Basic Chicken Soup


Everyone has their own favorite chicken soup recipe, but rarely has so few ingredients added up to so much comfort. This version has classic flavors and, thanks to a simplified method, cooks more quickly than traditional chicken soups (the dish is ready in a little over an hour). There's no need to make a separate stock; the vegetables and meat form their satisfying broth.

Servings:

6

Ingredients

1 whole chicken (about 4 pounds), cut into pieces (including back)

8 cups water

Coarse salt

3 medium onions, thinly sliced (4 cups)

2 celery stalks, sliced crosswise 1/4 inch thick

4 garlic cloves, crushed

6 medium carrots, sliced 1/2 inch thick

Method

  1. Bring chicken, water, and 1 tablespoon salt to a boil in a large stockpot.

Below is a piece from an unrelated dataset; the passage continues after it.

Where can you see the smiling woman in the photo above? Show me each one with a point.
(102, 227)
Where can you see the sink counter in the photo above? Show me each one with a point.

Skim foam. Add onions, celery, and garlic. Reduce heat. Simmer, partially covered, for 30 minutes.
  2. Remove breast, and set aside. Add carrots. Simmer, partially covered, for 40 minutes.
  3. Remove remaining chicken; discard back and wings. Let cool slightly. Remove meat from bones, and cut it into bite-size pieces.
  4. Stir in the desired amount of chicken; reserve the rest for another use. Skim fat. Season with salt.